— Он повел себя как тряпка. После долгих колебаний, которые уже сами по себе есть признак упадка, сделал выбор в пользу Республики. Окончательно и бесповоротно. Это как если бы гора Брокен в Гарце вдруг повернулась на 180 градусов. — Профессор Бертрам, обратившись лицом к окну, неприязненно продекламировал (цитату, по всей видимости): «Бога сражений больше нет»{223}
. Республика — можно подумать, она уже не является Германией! Немецкое государство, хотим мы того или нет, досталось нам. Так называемая Свобода — не забава и не удовольствие, не то, что я удерживаю за собой. Ее другое имя — Ответственность. — Бертрам произвел сопящий звук и затем продолжил: Республика — то, что принято называть демократией и что я бы предпочел назвать гуманностью{224}. — Удивительно: внезапно сделать Любекскую республику моделью для всего мира!.. Да, в Мюнхене — по крайней мере, в доме на Пошингерштрассе — он вел себя как мы все; правда, в отличие от других, много и роскошно путешествовал за границей. И что же я слышал от него, чувствуя всё большее отчуждение? Те письма я помню наизусть. Мой национализм, Бертрам, иной природы, чем Ваш… Несколько раз, когда вы восхваляли Север, я невольно думал о ребенке, о маленькой девочке, полу-испанке полу-немке, которая ехала с нами из Сантандера{225} в Гамбург. Сказочное существо: грациозное, с перламутровой кожей, с черными глазами и волосами, совершенно очаровательное. Одна глупая немецкая мадам не удержалась от замечания: «Признаки худшей расы всегда пробьются наружу». Не могу передать, насколько убогой показалась мне эта дура… Я ведь скорее художник, меланхолик, человек, который наслаждается противоположностями и играет с ними, нежели судия и пророк, который обожествляет одно и обрекает на адские мучения другое. — Оригинальная и аристократичная позиция, не так ли?— Да, — подтвердил Клаус, однако имея в виду не то, что хотелось услышать профессору.

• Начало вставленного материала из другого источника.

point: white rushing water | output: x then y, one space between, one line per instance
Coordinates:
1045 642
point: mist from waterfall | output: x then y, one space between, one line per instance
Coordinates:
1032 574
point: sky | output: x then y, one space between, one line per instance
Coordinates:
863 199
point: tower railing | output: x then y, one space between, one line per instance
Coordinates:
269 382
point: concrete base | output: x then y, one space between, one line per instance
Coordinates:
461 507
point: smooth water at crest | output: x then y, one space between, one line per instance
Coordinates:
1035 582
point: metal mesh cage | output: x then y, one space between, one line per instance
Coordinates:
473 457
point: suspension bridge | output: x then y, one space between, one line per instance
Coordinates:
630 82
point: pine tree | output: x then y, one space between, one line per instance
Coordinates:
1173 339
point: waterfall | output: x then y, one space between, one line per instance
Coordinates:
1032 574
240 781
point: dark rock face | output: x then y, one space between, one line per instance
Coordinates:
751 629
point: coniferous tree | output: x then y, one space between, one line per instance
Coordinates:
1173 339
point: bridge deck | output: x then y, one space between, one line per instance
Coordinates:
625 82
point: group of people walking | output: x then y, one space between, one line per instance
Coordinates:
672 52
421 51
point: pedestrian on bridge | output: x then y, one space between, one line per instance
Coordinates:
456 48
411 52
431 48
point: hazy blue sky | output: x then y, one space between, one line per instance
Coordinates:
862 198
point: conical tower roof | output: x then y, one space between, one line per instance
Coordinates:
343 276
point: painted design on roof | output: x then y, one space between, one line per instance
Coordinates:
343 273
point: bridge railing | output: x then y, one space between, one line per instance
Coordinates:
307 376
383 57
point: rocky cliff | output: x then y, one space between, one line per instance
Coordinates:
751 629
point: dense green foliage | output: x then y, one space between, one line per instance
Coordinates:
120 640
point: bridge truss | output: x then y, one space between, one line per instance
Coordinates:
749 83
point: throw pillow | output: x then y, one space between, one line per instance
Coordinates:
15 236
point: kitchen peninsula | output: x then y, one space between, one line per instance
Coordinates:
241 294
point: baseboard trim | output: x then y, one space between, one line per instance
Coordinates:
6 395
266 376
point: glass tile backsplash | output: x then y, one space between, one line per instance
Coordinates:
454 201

— Мне было больно, — признался Бертрам, — что после прихода к власти национальных сил Манн — вынужденно, как он выражался — покинул Германию. Знаменитейший писатель Германии вряд ли мог бы стать жертвой чисток, необходимых для обеспечения сплоченности населения вокруг… — он, видимо, подыскивал подходящее слово, — …нового рейхсканцлера.
— Гитлера?
— Гиммлер, как мы потом узнали, собирался лишь на несколько дней — чтобы он образумился, вспомнив о своем народе, — запереть его в концентрационный лагерь. А после всё пошло бы на лад.
Клаус увидел, что дверь в ванную приоткрылась на щелку. И показалась половинка лица Анвара, недоумевающая.